Carrara in assemblea permanente: sguardi su…

un sommovimento popolare

di Angelo Maddalena

Negli ultimi anni, cioè dal 2008, è la quarta volta che il fiume Avenza esonda e che l’alluvione scuote e colpisce gli equilibri già fragili di fiumi e argini della città di Carrara.

Non so molto di Carrara, ci ero venuto praticamente solo una volta,

un anno e mezzo fa, per uno spettacolo che ho presentato al Circolo dei Baccanali. Ora ci torno per sapere di più dell’assemblea permanente di cui mi informa via fb Roberto Benettini, un documentarista di Spezia. Mi colpisce il silenzio dei giornali e delle televisioni, eppure duemila persone avevano cominciato a riunirsi e a chiedere con forza le dimissioni del sindaco Angelo Zubbani dopo l’alluvione dell’8 novembre, e in modo continuato, occupando o presidiando il comune e soprattutto la Sala della Resistenza (la sala conferenze all’interno del municipio di Carrara).

Arrivo a Carrara all’inizio di dicembre, quasi a un mese dall’esondazione: non ho date di spettacoli, sono ospite di un amico e ne approfitto per fare il “pellegrino” (da queste parti se non sbaglio passava anche la via Francigena) e per guardarmi intorno. Carrara è una città romantica: è la mia prima impressione, dettata da ingenuità colpevole e da entusiasmo poetico, e anche dalle visioni che si trovano soprattutto in piazzetta Alberica, che io definisco una piazza San Carlo (quella di Torino) in miniatura. Poi il ponticello sul fiume Carrione al bivio fra via Carriona e via Apuana: qui si incontrano due fiumi e poco tempo fa era crollata una casa… nel fiume! Forse era morta una donna (non ricordo bene): me lo ha detto la mia amica Sandra che abita qui. A Carrara si vedono schiere di bohemiens, è una città decadente.
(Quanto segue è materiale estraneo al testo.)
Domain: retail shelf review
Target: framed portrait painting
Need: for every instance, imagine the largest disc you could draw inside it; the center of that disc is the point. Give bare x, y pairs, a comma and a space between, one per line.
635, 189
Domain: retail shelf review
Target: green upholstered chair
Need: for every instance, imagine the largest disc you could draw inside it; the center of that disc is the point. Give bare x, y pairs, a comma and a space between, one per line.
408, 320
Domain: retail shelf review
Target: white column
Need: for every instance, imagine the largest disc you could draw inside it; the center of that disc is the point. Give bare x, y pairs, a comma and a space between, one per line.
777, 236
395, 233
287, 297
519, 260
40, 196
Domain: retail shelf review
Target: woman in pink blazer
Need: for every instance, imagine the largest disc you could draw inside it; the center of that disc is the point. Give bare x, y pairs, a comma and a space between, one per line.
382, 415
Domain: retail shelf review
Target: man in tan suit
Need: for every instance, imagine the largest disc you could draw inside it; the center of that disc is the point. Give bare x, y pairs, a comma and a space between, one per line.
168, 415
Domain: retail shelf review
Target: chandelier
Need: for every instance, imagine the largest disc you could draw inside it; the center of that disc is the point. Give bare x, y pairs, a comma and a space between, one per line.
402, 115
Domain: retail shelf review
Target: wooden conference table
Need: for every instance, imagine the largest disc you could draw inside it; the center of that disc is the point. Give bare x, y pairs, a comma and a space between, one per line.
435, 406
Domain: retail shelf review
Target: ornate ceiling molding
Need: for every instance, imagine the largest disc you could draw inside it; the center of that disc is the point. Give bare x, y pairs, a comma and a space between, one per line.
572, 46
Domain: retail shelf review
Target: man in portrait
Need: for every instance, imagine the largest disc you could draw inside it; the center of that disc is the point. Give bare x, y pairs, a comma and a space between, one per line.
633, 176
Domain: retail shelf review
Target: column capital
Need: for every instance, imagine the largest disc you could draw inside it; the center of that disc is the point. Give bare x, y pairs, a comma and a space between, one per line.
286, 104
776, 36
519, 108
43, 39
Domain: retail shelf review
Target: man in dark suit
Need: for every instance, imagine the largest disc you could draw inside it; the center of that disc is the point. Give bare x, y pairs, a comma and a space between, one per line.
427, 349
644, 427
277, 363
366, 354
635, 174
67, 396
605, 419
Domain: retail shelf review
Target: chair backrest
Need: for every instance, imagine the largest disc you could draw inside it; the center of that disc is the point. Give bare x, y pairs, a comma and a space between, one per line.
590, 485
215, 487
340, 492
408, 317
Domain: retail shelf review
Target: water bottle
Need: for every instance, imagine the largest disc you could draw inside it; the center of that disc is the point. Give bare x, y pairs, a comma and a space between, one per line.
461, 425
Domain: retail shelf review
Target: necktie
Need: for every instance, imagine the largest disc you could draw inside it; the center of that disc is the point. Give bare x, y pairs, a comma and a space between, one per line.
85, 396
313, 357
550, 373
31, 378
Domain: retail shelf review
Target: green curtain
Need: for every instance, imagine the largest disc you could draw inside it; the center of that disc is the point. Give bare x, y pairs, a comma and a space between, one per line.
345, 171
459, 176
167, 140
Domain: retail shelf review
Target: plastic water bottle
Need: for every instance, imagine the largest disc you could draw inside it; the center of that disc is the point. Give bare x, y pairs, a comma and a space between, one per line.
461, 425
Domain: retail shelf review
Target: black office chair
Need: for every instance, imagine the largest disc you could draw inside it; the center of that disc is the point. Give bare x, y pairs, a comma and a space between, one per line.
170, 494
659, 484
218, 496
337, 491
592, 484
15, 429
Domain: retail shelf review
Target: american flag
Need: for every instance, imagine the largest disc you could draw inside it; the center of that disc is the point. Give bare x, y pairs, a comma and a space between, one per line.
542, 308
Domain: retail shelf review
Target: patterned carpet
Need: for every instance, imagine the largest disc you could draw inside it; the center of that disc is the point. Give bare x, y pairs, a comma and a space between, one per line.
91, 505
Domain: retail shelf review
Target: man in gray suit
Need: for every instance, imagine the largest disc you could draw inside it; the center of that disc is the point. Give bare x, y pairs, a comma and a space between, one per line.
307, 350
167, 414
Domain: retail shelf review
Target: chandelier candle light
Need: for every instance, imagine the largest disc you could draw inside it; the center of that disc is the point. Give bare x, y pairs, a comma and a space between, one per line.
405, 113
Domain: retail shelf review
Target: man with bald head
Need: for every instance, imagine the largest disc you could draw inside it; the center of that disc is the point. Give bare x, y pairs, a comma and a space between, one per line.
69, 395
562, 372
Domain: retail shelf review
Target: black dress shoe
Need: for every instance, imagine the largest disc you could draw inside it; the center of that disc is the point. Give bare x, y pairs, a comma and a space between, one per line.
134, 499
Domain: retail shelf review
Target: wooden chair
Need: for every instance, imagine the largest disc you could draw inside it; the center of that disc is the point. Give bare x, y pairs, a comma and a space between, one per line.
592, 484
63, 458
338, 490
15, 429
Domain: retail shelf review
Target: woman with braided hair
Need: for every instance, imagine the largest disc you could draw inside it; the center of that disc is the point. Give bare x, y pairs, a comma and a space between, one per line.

Al di là del mio sguardo poetico, è in ginocchio, culturalmente e materialmente. Me lo fa notare Roberto: quando gli dico che Carrara mi sembra poetica per le tante case e strutture antiche, risponde «più che antica è vecchia e decrepita». Me ne accorgo da alcuni segnali: a Carrara non c’è una vera libreria, nonostante ci sia l’università. Di cartolibrerie ce ne sono almeno tre ma l’unica libreria “pura” (in piazza Alberica) è aperta a sprazzi, sulla porta c’è scritto l’orario di apertura ma anche “all’improvviso”: cioè che apre all’improvviso; sono stato tre giorni a Carrara, passando spesso davanti la libreria, e non l’ho mai trovata aperta.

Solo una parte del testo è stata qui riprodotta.